[nginx] QUIC: avoid partial expansion of PATH_CHALLENGE/PATH_RESPONSE.
|
Roman Arutyunyan
December 12, 2023 08:50AM
|
details: https://hg.nginx.org/nginx/rev/fcec773dd249
branches:
changeset: 9189:fcec773dd249
user: Roman Arutyunyan <arut@nginx.com>
date: Wed Nov 29 18:13:25 2023 +0400
description:
QUIC: avoid partial expansion of PATH_CHALLENGE/PATH_RESPONSE.
By default packets with these frames are expanded to 1200 bytes. Previously,
if anti-amplification limit did not allow this expansion, it was limited to
whatever size was allowed.

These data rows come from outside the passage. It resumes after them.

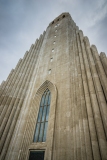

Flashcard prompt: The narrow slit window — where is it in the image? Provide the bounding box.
[48,69,51,74]
[50,58,53,62]
[29,150,45,160]
[52,49,54,52]
[33,89,51,142]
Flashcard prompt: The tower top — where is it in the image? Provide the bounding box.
[49,12,71,26]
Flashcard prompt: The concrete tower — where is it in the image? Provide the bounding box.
[0,13,107,160]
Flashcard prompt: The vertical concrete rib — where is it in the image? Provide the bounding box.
[100,52,107,76]
[91,45,107,99]
[76,31,101,160]
[19,33,44,159]
[79,31,107,159]
[76,33,92,160]
[84,37,107,137]
[1,42,34,157]
[11,33,45,159]
[74,37,82,160]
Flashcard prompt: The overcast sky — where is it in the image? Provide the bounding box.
[0,0,107,83]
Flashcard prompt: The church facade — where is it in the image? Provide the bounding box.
[0,13,107,160]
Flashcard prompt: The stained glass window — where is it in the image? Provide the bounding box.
[33,89,51,142]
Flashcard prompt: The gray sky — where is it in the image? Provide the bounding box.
[0,0,107,83]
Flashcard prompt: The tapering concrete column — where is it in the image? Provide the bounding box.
[76,31,101,160]
[100,52,107,76]
[91,45,107,99]
[73,38,83,160]
[1,43,36,158]
[84,37,107,137]
[76,35,92,160]
[11,32,44,159]
[79,31,107,159]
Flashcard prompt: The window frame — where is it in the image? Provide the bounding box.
[33,88,51,143]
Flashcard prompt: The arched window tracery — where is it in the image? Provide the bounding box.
[33,89,51,142]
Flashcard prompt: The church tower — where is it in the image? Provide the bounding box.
[0,13,107,160]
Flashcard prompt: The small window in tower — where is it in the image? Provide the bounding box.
[52,49,54,52]
[48,69,51,74]
[51,58,53,62]
[62,15,65,18]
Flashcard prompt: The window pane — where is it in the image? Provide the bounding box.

However RFC 9000 clearly states no partial
expansion should happen in both cases.
Section 8.2.1. Initiating Path Validation:
An endpoint MUST expand datagrams that contain a PATH_CHALLENGE frame
to at least the smallest allowed maximum datagram size of 1200 bytes,
unless the anti-amplification limit for the path does not permit
sending a datagram of this size.
Section 8.2.2. Path Validation Responses:
An endpoint MUST expand datagrams that contain a PATH_RESPONSE frame
to at least the smallest allowed maximum datagram size of 1200 bytes.
...
However, an endpoint MUST NOT expand the datagram containing the
PATH_RESPONSE if the resulting data exceeds the anti-amplification limit.
diffstat:
src/event/quic/ngx_event_quic_connection.h | 3 +-
src/event/quic/ngx_event_quic_migration.c | 53 +++++++++++++++--------------
src/event/quic/ngx_event_quic_output.c | 4 +-
src/event/quic/ngx_event_quic_output.h | 2 +
4 files changed, 32 insertions(+), 30 deletions(-)
diffs (147 lines):
diff -r b05c622715fa -r fcec773dd249 src/event/quic/ngx_event_quic_connection.h
--- a/src/event/quic/ngx_event_quic_connection.h Wed Nov 29 11:13:05 2023 +0300
+++ b/src/event/quic/ngx_event_quic_connection.h Wed Nov 29 18:13:25 2023 +0400
@@ -106,8 +106,7 @@ struct ngx_quic_path_s {
size_t max_mtu;
off_t sent;
off_t received;
- u_char challenge1[8];
- u_char challenge2[8];
+ u_char challenge[2][8];
uint64_t seqnum;
uint64_t mtu_pnum[NGX_QUIC_PATH_RETRIES];
ngx_str_t addr_text;
diff -r b05c622715fa -r fcec773dd249 src/event/quic/ngx_event_quic_migration.c
--- a/src/event/quic/ngx_event_quic_migration.c Wed Nov 29 11:13:05 2023 +0300
+++ b/src/event/quic/ngx_event_quic_migration.c Wed Nov 29 18:13:25 2023 +0400
@@ -36,6 +36,7 @@ ngx_int_t
ngx_quic_handle_path_challenge_frame(ngx_connection_t *c,
ngx_quic_header_t *pkt, ngx_quic_path_challenge_frame_t *f)
{
+ size_t min;
ngx_quic_frame_t frame, *fp;
ngx_quic_connection_t *qc;
@@ -57,8 +58,14 @@ ngx_quic_handle_path_challenge_frame(ngx
/*
* An endpoint MUST expand datagrams that contain a PATH_RESPONSE frame
* to at least the smallest allowed maximum datagram size of 1200 bytes.
+ * ...
+ * However, an endpoint MUST NOT expand the datagram containing the
+ * PATH_RESPONSE if the resulting data exceeds the anti-amplification limit.
*/
- if (ngx_quic_frame_sendto(c, &frame, 1200, pkt->path) == NGX_ERROR) {
+
+ min = (ngx_quic_path_limit(c, pkt->path, 1200) < 1200) ? 0 : 1200;
+
+ if (ngx_quic_frame_sendto(c, &frame, min, pkt->path) == NGX_ERROR) {
return NGX_ERROR;
}
@@ -113,8 +120,8 @@ ngx_quic_handle_path_response_frame(ngx_
continue;
}
- if (ngx_memcmp(path->challenge1, f->data, sizeof(f->data)) == 0
- || ngx_memcmp(path->challenge2, f->data, sizeof(f->data)) == 0)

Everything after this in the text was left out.